At Google, we run some Swift source tooling on diskless servers. The
Swift source tooling calls Clang through the ClangImporter
(https://github.com/apple/swift/blob/master/lib/ClangImporter/ClangImporter.cpp).
Clang compiles module to an on-disk module cache, which does not work on
the diskless servers. This patch lets clients ask Clang to write the
module cache to memory.

Current design:

  • Adds class InMemoryOutputFileSystem : public llvm::vfs::FileSystem that supports write operations backed by memory. After a file is written, its contents are accessible through the llvm::vfs::FileSystem interface.
  • Adds an InMemoryOutputFileSystem field to CompilerInstance. When this field is set, the CompilerInstance writes to the InMemoryOutputFileSystem instead of the real file system.

Diff Detail

Unit TestsFailed

Event Timeline

marcrasi created this revision.Apr 13 2020, 2:44 PM
Herald added a project: Restricted Project. · View Herald TranscriptApr 13 2020, 2:44 PM
marcrasi edited the summary of this revision. (Show Details)Apr 13 2020, 2:44 PM
mwyman added a subscriber: mwyman.Apr 13 2020, 3:00 PM

Ping on this. Could anyone take a look?

It's great that you're looking at this! Clang tooling in general and clangd in particular a lot of use of VFS (particularly when deployed inside google), so I've got a fair bit of interest/experience in these interfaces. And we'd also looked at virtualizing module caches in particular for clangd (but haven't tackled it yet).

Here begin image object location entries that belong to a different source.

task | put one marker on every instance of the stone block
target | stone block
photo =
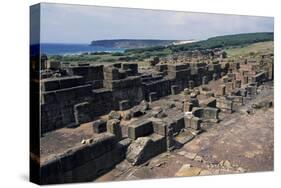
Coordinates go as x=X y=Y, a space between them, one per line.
x=124 y=105
x=195 y=123
x=153 y=96
x=113 y=127
x=175 y=89
x=140 y=129
x=82 y=113
x=159 y=126
x=99 y=126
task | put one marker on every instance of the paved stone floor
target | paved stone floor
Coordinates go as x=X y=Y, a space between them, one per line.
x=240 y=143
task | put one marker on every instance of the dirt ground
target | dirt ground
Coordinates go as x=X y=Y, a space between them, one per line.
x=242 y=142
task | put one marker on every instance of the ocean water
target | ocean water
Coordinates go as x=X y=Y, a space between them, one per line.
x=70 y=49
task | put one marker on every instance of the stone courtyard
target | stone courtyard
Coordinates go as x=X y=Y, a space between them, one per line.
x=179 y=118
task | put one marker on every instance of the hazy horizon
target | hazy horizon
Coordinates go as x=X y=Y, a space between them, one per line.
x=80 y=24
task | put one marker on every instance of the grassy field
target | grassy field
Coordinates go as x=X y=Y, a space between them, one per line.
x=251 y=50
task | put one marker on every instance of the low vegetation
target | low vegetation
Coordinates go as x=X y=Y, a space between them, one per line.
x=233 y=44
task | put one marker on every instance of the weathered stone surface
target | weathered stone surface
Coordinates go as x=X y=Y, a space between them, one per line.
x=138 y=151
x=139 y=129
x=145 y=148
x=99 y=126
x=175 y=89
x=153 y=96
x=124 y=105
x=113 y=127
x=81 y=113
x=187 y=170
x=114 y=115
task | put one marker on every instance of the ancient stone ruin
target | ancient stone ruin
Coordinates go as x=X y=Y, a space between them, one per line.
x=136 y=115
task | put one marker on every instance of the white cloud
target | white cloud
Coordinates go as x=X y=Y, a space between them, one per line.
x=74 y=23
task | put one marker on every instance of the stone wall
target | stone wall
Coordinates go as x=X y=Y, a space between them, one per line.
x=84 y=162
x=104 y=87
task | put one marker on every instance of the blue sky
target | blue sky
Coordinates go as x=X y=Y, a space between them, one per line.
x=81 y=24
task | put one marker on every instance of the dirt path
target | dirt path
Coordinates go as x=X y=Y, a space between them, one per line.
x=240 y=143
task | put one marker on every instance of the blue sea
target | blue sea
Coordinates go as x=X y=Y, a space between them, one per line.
x=71 y=49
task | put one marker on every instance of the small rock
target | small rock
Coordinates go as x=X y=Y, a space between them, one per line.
x=114 y=115
x=205 y=173
x=182 y=153
x=127 y=115
x=227 y=164
x=190 y=156
x=187 y=170
x=242 y=170
x=198 y=158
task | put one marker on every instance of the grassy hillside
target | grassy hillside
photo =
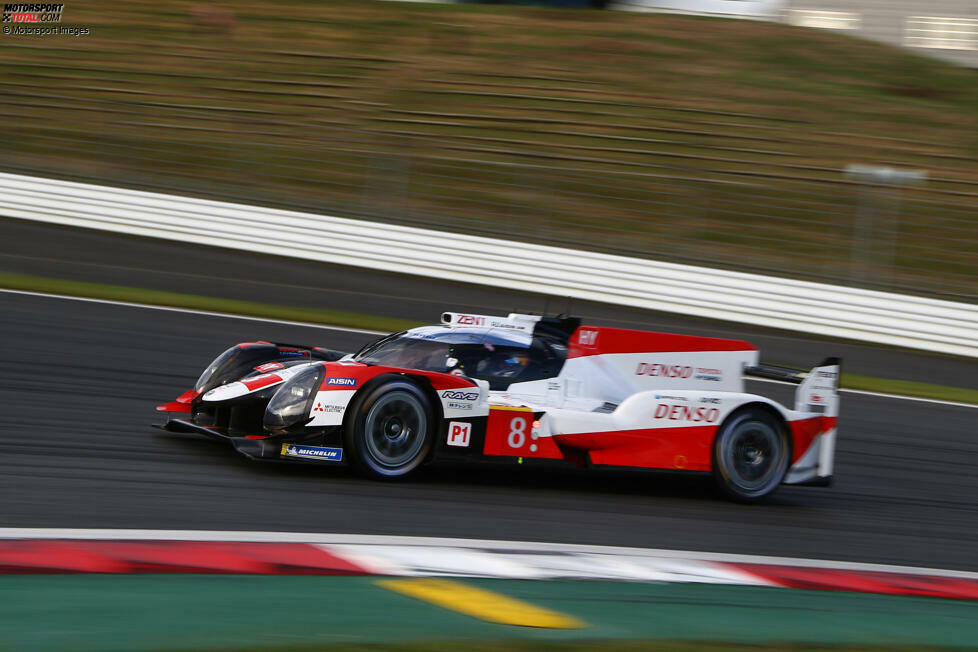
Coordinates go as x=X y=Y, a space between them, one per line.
x=699 y=140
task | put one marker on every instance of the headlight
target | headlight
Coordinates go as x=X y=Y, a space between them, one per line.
x=292 y=402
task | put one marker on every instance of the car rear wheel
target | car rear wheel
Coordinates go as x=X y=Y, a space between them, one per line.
x=751 y=455
x=390 y=433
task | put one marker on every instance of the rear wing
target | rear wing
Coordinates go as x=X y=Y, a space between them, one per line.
x=818 y=389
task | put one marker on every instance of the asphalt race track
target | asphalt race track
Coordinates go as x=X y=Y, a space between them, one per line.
x=53 y=251
x=82 y=378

A couple of high-level design questions:

  • if the goal is really to make module caching work without a physical disk, is virtualizing the FS underlying the cache really the right abstraction? Compared to an alternative like plugging in a ModuleCache interface, it seems like quite a complicated contract to have to maintain, and less flexible too (we've dreamed about ideas like a network-distributed cache, expiry, selectively sharing cached modules based on security context etc... easier if the objects are modules+metadata rather than filenames+bytes). Of course it's pretty generic and maybe can be used for other stuff too, but...
  • if we *are* going to introduce a writable VFS concept to LLVM, I feel we must allow this to be reused for virtualizing file writes in general. (clang has several ad-hoc mechanisms for virtual file inputs that AIUI predate llvm::vfs, and they're a pain). I think at minimum we should ensure that the writable FS is an interface rather than just one implementation, and that we can implement it well for the real FS also. Does this seem reasonable?

I think this is important; thanks for working on it!

I'm sorry I missed it before... coincidentally, I'm working in a similar problem space right now (likely I'll post a patch with an RFC next week) but my design is a bit different.

The main abstraction I came up with is in two parts:

  • An OutputManager, which can support opening / closing outputs with configurable destinations (kind of like a chain of consumers, but my initial design is monolithic to simplify optional optimizations like using a WriteThroughMemoryBuffer for mirroring a just-written on-disk file in memory). The expectation is that various CompilerInstances (and other things) could share one of these. This is not a file system; it just has very simple "open" / "close" / "erase" APIs for output paths (initially it has three possible destinations: on-disk, in-memory (store in an InMemoryFileSystem), and a request-provided raw_pwrite_ostream; it can do any or all of these).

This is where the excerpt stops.